As he made his way down the corridor to his room, a door opened and Mr. Finch stepped out. His dressing gown was already securely tied. It seemed he had been waiting for Charles to appear.

"What was that about?" he inquired peremptorily.

Charles stopped and swayed a bit on his feet. He was feeling the lack of sleep now. "Miss Mary had a bout of colic. His Lordship thought I might be able to help get her to sleep." He had enough of his wits about him to realize how foolish that all sounded. The idea of His Lordship summoning a footman to soothe a cranky baby was quite ludicrous.

"And?" Mr. Finch asked. "Were you successful?"

"Well, I walked her a bit and she fell asleep. I think it was more exhaustion than anything else," he added.

Mr. Finch stared at him for a minute. "Do not deny your skills or talents, Charles. Calming a crying child is not, perhaps, one of the essential qualifications of a footman - or a butler," he added pointedly, "but it is a valuable life skill. And the way to any parent's heart is through a kindness shown to their child. Well done."

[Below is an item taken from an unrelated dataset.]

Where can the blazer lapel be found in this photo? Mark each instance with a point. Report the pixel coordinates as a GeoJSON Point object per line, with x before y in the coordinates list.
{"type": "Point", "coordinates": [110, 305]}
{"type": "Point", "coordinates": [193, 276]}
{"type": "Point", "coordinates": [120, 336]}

The butler gave praise sparingly, making it all the more welcome when he did bestow it and Charles was alert enough to be pleased by it. Mr. Finch was an incomparable teacher, knowledgeable in the ways of service and in life generally. He reviled boasting and vanity, but he dismissed false modesty as almost equally repugnant. Charles nodded in acknowledgment of the lesson imparted and the commendation.

"I hope you found a more appropriate song to sing the child to sleep this time," Mr. Finch said suddenly.

"Beg pardon, Mr. Finch?" Charles did not follow the older man's thoughts.

Mr. Finch, who so rarely smiled, smiled. "In the library last week, you were humming 'Two Little Black Eyes.' You're in danger of betraying your dance hall past, Charles. If you're going to make a habit of comforting Miss Mary, you might want to learn some lullabies instead."